A team led by chemical engineering professor Michael Strano, is working with Italian company Eni, to create the first all-carbon PV cell that does not need polymer layers. Near-infrared photons make up 40% of the solar energy from the sun, and this reserve is what the carbon nanotube cells will collect.
Initial tests have proven the concept of the all-carbon cell but have only provided a 0.1% energy conversion efficiency so far. However, the layer of carbon nanotubes is so thin, the PV cell is transparent and could be used in conjunction with conventional cells to take advantage of a wider photon spectrum. As far as the team can tell, their cell is stable in air, which distinguishes it from previous carbon cells.

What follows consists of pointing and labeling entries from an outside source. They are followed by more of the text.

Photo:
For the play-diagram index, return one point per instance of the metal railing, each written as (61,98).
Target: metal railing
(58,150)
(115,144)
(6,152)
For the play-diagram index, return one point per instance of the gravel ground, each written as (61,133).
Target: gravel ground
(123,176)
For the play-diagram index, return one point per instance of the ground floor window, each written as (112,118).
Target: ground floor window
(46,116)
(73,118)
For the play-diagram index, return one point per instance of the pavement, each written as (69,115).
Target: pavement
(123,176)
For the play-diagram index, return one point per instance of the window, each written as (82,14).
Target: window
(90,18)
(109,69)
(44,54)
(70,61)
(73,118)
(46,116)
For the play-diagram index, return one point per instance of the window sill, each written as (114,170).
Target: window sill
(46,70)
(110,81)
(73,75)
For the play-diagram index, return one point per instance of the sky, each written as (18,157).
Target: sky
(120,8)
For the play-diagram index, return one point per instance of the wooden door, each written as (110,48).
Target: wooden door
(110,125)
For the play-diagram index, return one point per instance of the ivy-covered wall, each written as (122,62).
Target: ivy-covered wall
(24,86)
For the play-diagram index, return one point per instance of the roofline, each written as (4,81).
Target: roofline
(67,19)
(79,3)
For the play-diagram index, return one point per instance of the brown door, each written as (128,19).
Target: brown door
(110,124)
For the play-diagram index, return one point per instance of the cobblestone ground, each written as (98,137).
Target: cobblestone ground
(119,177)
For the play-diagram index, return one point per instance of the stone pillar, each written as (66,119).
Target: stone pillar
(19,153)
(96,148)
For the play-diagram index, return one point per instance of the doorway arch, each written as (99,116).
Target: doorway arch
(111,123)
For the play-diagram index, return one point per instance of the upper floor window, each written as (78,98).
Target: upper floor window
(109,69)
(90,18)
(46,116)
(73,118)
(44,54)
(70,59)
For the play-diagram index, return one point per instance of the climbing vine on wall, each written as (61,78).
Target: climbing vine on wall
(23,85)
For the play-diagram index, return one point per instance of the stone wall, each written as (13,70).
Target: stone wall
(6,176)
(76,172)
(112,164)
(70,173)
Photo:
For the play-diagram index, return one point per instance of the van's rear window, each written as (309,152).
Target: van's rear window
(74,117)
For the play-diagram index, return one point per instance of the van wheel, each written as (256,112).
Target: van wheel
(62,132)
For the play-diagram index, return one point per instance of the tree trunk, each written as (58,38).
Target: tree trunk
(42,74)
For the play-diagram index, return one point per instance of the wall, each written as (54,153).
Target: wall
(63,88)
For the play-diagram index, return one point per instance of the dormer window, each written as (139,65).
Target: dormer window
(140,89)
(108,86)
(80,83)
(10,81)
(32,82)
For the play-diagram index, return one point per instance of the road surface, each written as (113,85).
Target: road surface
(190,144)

The project has already revealed what works, what does not and how the prototype can be improved. They found that a heterogeneous mixture of different types of carbon nanotubes does not work. Instead, researchers hope to improve the efficiency of the cells by experimenting with the exact shape and thickness of the layer of very pure, uniform, single-walled nanotubes.
Because of the nanotube’s exceptionally high light absorption, these all-carbon PV cells require relatively small amounts of carbon and are extremely lightweight. Keeping the cost low, even at a low efficiency, makes these infrared PV cells enticing and worth refining.
The research is supported by the NSF and fellowships from the U.S. DoD.